As so many luxury brands scramble to dabble with NFTs and plant their flags in the metaverse, Gucci’s foray makes the most sense.
It starts at the top: Since he took over in 2015, creative director Alessandro Michele has guided Gucci, the biggest brand in the Kering portfolio, to the highest echelon of houses worldwide, with $11.02 billion in revenue last year. He has introduced home and fine jewelry lines, commanded the conversation with stellar campaigns, and delivered knockout collaborations with brands such as the North Face, Balenciaga, and the latest buzzy team-up, with Adidas.
As a designer, Michele has done more than just deliver phenomenal apparel—he has created a standalone fashion universe, blurring gender, time (is it retro or futuristic?), taste, and color. He has pitted nerdy against sexy and made Surrealist gestures, like sending models down the runway holding realistic versions of their own heads. It’s no wonder that his next stop is the metaverse.

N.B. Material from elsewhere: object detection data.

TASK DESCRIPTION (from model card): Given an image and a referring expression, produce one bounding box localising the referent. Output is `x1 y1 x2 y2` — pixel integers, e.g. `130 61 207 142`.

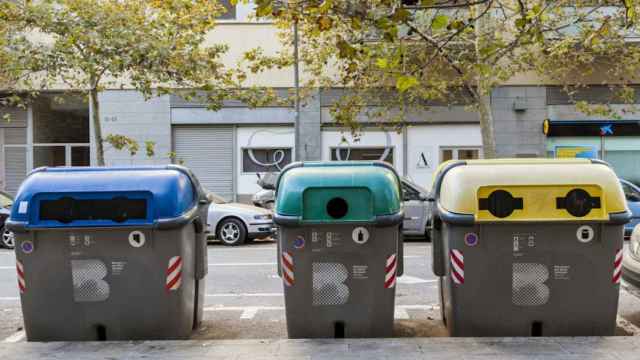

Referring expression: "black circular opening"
54 196 75 224
327 198 349 219
111 197 129 223
488 190 515 218
565 189 593 217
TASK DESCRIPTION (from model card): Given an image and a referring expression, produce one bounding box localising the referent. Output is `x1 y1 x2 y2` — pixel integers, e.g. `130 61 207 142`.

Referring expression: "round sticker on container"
20 240 33 254
293 236 304 250
576 225 596 243
464 233 478 246
351 227 369 245
129 230 145 248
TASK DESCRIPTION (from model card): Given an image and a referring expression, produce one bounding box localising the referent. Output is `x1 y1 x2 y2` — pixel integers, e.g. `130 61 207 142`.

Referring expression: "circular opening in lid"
327 197 349 219
488 190 515 219
565 189 593 217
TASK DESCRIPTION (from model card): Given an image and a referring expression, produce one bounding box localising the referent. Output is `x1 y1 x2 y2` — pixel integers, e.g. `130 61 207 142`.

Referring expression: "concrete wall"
235 126 295 200
491 86 547 157
96 90 171 165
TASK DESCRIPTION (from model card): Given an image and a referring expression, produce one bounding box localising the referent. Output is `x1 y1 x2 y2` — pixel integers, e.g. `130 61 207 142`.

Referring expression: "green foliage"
247 0 640 157
0 0 232 163
104 134 140 156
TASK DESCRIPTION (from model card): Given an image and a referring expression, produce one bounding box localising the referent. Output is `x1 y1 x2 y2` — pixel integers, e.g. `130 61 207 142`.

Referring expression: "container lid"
11 165 203 228
434 159 628 222
275 161 402 223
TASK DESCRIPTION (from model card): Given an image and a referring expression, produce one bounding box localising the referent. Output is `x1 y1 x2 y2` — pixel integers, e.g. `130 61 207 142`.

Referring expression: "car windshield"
207 192 227 204
402 178 429 194
0 192 13 208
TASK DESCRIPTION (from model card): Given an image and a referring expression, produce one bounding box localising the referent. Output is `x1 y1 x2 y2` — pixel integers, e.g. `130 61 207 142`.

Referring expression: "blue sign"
555 145 598 159
600 124 613 136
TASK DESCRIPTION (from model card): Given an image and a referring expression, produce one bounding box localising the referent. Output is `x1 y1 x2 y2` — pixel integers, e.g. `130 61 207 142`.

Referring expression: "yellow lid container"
434 159 629 222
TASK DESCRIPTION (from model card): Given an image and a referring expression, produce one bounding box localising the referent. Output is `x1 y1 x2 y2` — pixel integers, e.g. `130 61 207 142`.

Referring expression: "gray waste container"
274 162 403 338
7 166 208 341
432 159 630 336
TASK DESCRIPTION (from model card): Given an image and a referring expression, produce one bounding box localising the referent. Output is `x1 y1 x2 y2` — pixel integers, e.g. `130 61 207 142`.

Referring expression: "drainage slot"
531 321 542 337
333 321 344 339
96 325 107 341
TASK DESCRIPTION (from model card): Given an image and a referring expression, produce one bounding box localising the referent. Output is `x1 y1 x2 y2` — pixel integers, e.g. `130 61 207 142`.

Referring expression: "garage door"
173 126 234 200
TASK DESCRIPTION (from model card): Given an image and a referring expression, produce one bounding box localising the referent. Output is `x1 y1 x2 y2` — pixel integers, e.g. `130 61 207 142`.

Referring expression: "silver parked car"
402 178 433 240
252 178 433 240
207 192 274 246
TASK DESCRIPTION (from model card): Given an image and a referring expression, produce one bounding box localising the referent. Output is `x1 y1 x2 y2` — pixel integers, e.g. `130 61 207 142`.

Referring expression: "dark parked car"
0 191 15 249
620 180 640 240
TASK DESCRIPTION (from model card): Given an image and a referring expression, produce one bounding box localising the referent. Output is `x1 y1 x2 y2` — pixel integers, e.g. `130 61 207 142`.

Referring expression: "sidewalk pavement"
0 336 640 360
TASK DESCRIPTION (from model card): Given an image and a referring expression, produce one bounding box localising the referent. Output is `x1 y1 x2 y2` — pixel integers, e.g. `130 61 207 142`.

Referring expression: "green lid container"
274 161 402 225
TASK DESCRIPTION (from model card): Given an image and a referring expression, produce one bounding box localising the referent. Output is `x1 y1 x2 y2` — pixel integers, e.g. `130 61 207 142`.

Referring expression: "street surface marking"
393 307 409 320
398 275 438 285
2 330 26 343
209 263 277 266
616 315 640 336
204 304 440 320
240 308 258 320
205 293 284 297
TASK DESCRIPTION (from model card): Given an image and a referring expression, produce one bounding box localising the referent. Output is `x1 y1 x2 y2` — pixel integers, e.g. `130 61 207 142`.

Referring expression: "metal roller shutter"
4 146 27 195
173 126 234 200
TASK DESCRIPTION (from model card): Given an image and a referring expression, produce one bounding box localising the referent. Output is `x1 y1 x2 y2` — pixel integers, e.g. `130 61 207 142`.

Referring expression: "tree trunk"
471 6 496 159
478 95 497 159
89 88 104 166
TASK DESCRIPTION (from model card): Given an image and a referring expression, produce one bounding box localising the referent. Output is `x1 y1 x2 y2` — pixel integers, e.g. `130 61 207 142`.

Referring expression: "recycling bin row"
274 159 630 338
7 159 630 341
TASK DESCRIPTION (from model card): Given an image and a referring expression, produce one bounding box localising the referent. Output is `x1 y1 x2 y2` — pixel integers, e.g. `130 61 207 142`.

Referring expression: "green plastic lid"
275 161 402 223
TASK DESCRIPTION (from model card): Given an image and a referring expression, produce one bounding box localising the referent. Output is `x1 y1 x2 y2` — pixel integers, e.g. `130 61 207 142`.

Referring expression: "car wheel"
217 219 247 246
1 228 16 249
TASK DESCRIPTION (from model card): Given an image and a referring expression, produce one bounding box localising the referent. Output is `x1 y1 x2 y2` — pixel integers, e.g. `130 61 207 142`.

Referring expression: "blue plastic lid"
11 165 199 228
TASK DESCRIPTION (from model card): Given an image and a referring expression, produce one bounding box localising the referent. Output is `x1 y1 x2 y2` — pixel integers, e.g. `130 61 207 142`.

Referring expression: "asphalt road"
0 241 640 342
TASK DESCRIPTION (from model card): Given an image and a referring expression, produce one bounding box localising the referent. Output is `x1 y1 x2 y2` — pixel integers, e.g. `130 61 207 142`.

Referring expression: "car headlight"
629 225 640 259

Gucci has now partnered with 10KTF, a shop that produces bespoke digital clothing and accessories for avatars in the metaverse city of New Tokyo. This is a canny pairing: 10KTF has a Gucci-level reputation of coolness in the NFT world.
According to the brand, the “10KTF Gucci Grail” collection is “for those who aspire to express their individuality through fashion in the parallel digital worlds.” A limited number of fans can enter and interact with its experimental online space, the Gucci Vault (which also sells actual restored and reconditioned vintage Gucci apparel).
Michele himself appears in this digital realm, as a hirsute dandy avatar. He has designed digital outfits inspired by Gucci’s “Aria” and “Love Parade” collections. Priced in crypto, they have been translated by 10KTF’s digital guru Wagmi-san (that name is derived from the acronym for “We Are All Going To Make It,” a cri de coeur for the crypto community). The new Gucci fashions are compatible with 11 of the most popular NFT collections, including Bored Apes, World of Women, and Cool Cats. So Michele is now dressing celebrities like Jared Leto as well as glamming up famous ape PFPs.
The brand’s prior metaverse outing was February’s Supergucci, a digital collection of ten NFTs mining Gucci’s heritage, along with uber-limited ceramic figurines released in conjunction with the multimedia company Superplastic. If these ventures are any indication, Michele and Gucci are sure to continue blending and morphing physical and digital realities.